What’s driving markets
Data released on Friday showed that U.S. inflation is still running hot. A measure of the September PCE price index that strips out volatile food and energy costs rose a sharp 0.5%, matching Wall Street’s expectations. The PCE is regarded as the Fed’s preferred inflation indicator.
In other data, the employment cost index, increased 1.2% in the third quarter.
Friday’s rise in Treasury yields enabled the policy-sensitive 2-year rate to bounce off the two-week low it had reached on Thursday, as traders considered the possibility that the Fed might begin to slow the pace of interest-rate hikes soon.

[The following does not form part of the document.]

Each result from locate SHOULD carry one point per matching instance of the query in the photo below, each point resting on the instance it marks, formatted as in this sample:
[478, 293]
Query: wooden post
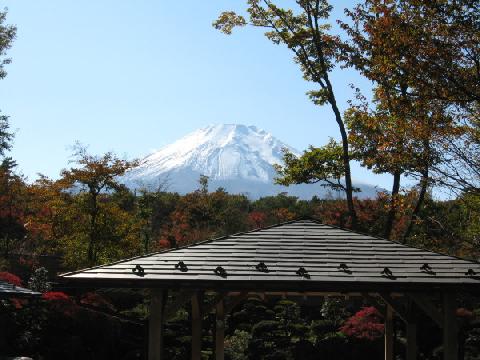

On Friday, fed-funds futures traders factored in a 15.5% chance that policy makers might lift rates by a smaller-than-expected increment of 50 basis points next Wednesday, despite the 84.5% likelihood of another 75-basis-point hike instead. Traders also now see a better-than-not chance of the Fed shifting to a half-point increase in December.
What analysts are saying
“Markets have started to trade a Fed pivot again, but this pivot is defined as hiking in smaller increments, not as a ‘proper’ pivot from hikes to cuts,” said strategists at Citigroup. “U.S. rates will peak before equities bottom, but only when the Fed is almost done, not when it just slows down.”